Enquanto o Sr. Alexandre Campello esta preocupado em debater em rede nacional com o menino Caloca sobre as promiscuidades de suas relações pessoais durante o processo eleitoral, a nau Cruzmaltina segue à deriva nos mais variados segmentos do Clube, e não só nos departamentos médico e de futebol, pifiamente acumulados pelo Presidente.

Em meio à multiplicidade de penhoras intempestivamente combatidas, o clube acaba de sofrer um revés que, embora possa parecer pequeno no campo numérico, institucionalmente demonstra o descaso na condução dos assuntos jurídicos.

O Clube, por falta de contestação nos autos, viu uma dívida com um de seus fornecedores inadimplentes, cobrados judicialmente, ser reduzida em mais de R$ 50.000,00, tendo, ainda, sido condenado à pagar custas e honorários advocatícios, o que eleva o prejuízo à cerca de R$ 60.000,00 ou mais.

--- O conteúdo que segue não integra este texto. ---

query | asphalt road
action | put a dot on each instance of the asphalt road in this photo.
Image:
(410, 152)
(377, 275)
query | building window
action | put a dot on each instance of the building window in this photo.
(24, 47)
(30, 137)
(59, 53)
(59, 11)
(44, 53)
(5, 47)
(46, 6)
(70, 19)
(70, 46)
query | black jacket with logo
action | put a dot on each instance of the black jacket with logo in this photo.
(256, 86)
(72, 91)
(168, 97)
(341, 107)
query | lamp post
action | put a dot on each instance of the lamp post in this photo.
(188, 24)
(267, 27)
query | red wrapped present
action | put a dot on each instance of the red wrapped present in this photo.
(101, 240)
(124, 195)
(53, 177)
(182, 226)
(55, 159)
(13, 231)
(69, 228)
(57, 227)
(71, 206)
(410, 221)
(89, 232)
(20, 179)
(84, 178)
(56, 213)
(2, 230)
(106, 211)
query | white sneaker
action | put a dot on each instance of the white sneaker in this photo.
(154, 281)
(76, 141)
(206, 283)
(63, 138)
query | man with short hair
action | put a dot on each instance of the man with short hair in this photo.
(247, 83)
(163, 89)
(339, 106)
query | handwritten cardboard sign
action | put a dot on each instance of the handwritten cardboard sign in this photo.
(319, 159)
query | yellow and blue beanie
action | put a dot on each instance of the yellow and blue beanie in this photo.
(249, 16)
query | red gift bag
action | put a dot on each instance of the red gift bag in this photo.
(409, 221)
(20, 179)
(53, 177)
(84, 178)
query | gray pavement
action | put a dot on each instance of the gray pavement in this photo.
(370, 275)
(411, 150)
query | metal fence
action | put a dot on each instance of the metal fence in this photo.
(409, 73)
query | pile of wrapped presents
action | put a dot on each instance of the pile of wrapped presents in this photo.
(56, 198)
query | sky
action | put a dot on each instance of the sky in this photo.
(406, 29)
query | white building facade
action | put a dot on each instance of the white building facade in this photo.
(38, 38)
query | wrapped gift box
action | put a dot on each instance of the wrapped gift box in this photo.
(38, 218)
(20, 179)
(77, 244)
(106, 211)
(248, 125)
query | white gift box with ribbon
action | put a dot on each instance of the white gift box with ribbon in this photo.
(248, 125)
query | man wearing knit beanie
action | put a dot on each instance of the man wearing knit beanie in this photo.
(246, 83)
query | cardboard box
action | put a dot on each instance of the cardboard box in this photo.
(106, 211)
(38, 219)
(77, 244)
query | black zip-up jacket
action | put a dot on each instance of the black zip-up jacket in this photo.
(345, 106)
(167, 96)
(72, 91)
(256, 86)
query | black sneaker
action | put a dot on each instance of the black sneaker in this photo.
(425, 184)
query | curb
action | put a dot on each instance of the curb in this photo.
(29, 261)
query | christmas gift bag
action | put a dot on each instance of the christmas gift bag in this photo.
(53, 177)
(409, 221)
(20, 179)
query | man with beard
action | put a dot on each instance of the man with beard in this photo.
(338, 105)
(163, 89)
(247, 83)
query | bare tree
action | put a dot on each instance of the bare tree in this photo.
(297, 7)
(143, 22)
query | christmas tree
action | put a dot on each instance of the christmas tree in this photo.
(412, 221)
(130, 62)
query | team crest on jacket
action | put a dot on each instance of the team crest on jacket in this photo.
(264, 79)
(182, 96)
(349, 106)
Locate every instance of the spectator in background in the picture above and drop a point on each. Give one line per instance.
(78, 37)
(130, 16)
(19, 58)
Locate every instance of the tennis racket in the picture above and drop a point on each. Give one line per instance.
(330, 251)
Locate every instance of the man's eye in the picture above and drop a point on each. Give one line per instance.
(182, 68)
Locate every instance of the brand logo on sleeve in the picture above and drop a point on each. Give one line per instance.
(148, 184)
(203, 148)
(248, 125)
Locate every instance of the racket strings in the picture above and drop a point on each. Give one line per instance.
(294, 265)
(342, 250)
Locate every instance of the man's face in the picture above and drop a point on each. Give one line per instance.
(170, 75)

A sentença, repita-se, por revelia do Clube, expurgou do débito do fornecedor juros de mora sob a premissa de que seriam juros remuneratórios.

Para quem não tem cumprido com obrigações ínfimas e comezinhas como o pagamento de R$ 6.000,00 à Casa de Portugal por despesas relativas a procedimentos médicos realizados naquele espaço em prol do Clube, não parece que o prejuízo decorrente da revelia tenha sido tão ínfimo assim, notadamente quando se assiste, mês a mês, à prescrição de valores inadimplidos por fornecedores e/ou licenciados do Vasco em função da inércia da atual administração em relação ao processo de recuperação de crédito iniciado pela gestão anterior.

Explica-se.

No ano 2017, a antiga administração, iniciou um processo de recuperação de créditos inadimplidos mediante a propositura de ações judiciais, algo que atual gestão parece ter optado não continuar, pois não se tem notícias no site do TJRJ de nenhuma nova ação a este respeito, não obstante as dezenas de devedores que ainda existiam à ocasião de sua assunção ao poder.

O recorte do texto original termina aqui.